Buch_FrauRotTuchBuchrezension.
Die Frau mit dem roten Tuch. Jostein Gaarder. 2012. Originalausgabe 2008.

Als Studenten waren Solrun und Steinn ein Liebespaar, das oft spontane Ausflüge unternahm. Dann brachte ein rätselhafter Unfall die beiden auseinander: Wer war die geheimnisvolle Frau mit dem roten Halstuch? Ist sie ihnen wirklich erschienen? Erst dreißig Jahre nach dem Unfall treten sie wieder in Kontakt. Sie schreiben einander E-Mails, um sich über ihre Vergangenheit und ihre damals unversöhnlichen Positionen auszutauschen. Denn als Naturwissenschaftler hält Steinn nicht viel von schicksalhafter Fügung, während Solruns Empfinden nach nichts auf der Welt grundlos geschieht. Dabei hatten beide vor vielen Jahren einmal die gleichen Ansichten.

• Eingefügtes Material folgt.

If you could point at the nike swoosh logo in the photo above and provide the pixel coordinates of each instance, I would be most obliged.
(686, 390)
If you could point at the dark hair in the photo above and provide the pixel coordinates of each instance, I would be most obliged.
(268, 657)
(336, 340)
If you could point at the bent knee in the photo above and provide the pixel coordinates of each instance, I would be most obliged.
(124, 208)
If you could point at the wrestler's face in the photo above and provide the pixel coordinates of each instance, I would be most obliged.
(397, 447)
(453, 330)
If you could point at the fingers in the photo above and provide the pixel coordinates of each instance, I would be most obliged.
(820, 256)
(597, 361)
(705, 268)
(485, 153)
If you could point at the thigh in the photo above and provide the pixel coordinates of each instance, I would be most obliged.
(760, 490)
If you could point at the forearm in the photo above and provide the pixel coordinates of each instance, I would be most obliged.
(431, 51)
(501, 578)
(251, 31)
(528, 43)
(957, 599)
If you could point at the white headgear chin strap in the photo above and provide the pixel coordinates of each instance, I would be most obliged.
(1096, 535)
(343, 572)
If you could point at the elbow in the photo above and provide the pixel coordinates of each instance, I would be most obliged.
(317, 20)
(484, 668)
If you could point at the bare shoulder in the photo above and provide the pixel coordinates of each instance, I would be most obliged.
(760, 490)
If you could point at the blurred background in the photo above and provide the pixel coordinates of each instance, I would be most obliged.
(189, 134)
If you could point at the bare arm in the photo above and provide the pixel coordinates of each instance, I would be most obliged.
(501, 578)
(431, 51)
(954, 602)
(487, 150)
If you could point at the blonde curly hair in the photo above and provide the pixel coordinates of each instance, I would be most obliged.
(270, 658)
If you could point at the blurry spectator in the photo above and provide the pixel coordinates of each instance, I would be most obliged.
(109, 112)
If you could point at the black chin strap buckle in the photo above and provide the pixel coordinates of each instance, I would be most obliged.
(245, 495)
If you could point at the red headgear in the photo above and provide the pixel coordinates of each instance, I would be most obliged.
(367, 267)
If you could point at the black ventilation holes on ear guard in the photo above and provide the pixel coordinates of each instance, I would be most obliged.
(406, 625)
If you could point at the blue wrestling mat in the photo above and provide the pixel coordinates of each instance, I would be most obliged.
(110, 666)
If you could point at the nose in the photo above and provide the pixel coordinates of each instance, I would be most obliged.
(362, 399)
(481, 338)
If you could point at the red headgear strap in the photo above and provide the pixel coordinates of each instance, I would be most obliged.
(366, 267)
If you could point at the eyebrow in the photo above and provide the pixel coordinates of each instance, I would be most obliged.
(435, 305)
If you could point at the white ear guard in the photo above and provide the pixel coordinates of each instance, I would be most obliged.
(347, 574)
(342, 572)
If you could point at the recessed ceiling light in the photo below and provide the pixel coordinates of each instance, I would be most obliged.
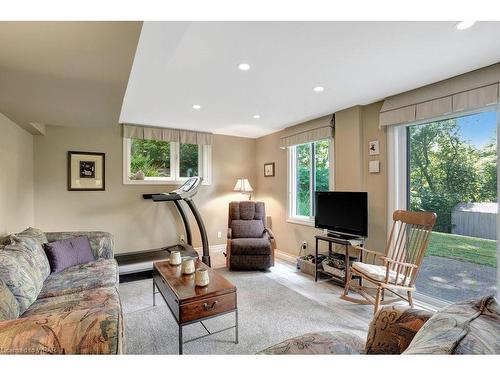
(462, 25)
(244, 66)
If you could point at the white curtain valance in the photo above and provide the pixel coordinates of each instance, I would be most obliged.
(474, 90)
(167, 134)
(316, 130)
(306, 136)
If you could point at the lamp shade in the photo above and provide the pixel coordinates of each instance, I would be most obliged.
(243, 185)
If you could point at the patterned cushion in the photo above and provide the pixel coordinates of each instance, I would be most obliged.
(393, 328)
(101, 273)
(67, 253)
(101, 242)
(88, 322)
(468, 327)
(9, 308)
(247, 228)
(319, 343)
(21, 273)
(34, 248)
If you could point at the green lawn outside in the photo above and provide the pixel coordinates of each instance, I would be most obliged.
(464, 248)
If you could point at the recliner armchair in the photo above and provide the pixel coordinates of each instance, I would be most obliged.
(250, 244)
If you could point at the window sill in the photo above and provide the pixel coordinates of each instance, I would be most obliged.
(308, 223)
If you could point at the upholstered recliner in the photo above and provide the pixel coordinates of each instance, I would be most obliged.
(250, 244)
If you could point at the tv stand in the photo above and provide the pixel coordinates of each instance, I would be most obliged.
(340, 239)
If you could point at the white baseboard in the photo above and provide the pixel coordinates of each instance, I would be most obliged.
(285, 256)
(214, 249)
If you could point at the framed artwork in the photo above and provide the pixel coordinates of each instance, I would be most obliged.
(373, 147)
(269, 170)
(86, 171)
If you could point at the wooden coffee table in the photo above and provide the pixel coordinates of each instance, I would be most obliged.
(190, 304)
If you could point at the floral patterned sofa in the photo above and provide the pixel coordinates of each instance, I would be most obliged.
(75, 311)
(468, 327)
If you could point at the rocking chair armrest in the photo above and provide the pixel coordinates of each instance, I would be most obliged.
(269, 232)
(404, 264)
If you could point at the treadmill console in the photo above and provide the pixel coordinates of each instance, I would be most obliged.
(190, 184)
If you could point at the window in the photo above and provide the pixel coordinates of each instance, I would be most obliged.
(451, 169)
(308, 172)
(164, 162)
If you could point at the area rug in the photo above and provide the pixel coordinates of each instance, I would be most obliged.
(269, 313)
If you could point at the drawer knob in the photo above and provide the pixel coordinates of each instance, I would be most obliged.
(208, 307)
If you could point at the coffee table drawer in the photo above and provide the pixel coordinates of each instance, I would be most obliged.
(207, 307)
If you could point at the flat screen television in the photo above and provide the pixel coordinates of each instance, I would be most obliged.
(342, 212)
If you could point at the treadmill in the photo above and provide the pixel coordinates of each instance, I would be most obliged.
(143, 260)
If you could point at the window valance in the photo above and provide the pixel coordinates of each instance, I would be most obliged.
(167, 134)
(474, 90)
(309, 135)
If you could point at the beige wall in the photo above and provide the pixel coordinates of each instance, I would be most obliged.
(16, 180)
(136, 223)
(354, 127)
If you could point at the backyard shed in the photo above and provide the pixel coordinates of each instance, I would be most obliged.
(475, 220)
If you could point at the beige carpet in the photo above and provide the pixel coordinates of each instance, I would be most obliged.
(269, 312)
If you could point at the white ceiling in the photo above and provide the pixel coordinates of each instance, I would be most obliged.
(65, 73)
(178, 64)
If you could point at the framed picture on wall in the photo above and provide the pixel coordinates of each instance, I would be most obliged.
(86, 171)
(373, 147)
(269, 170)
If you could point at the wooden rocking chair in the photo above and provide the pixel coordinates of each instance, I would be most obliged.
(397, 269)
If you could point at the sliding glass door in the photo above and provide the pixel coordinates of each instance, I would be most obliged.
(451, 169)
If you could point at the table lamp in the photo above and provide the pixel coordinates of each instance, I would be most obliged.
(244, 187)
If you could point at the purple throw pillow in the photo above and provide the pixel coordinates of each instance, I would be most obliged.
(67, 253)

Oft sind Gaarders Werke durchzogen von phantastischen oder übernatürlichen Elementen, welche den Botschaften seiner Erzählungen auf mysteriöse Weise Nachdruck verleihen. Dieses Buch, so scheint es, lässt derlei Elemente zunächst vermissen. Doch je weiter die Auseinandersetzung mit den Themen Naturwissenschaft, Wahrheit, Traum, Intuition, Religion und Spiritualismus voranschreitet, um das vor dreißig Jahren Erlebte aufzuarbeiten, desto mehr drängt sich dieses unerklärliche Element subtil auf. Am Ende lässt uns das Buch, welches wohl zu Gaarders anspruchsvolleren Werken zählt, mit viel Deutungsspielraum zurück: Woran glaubst du?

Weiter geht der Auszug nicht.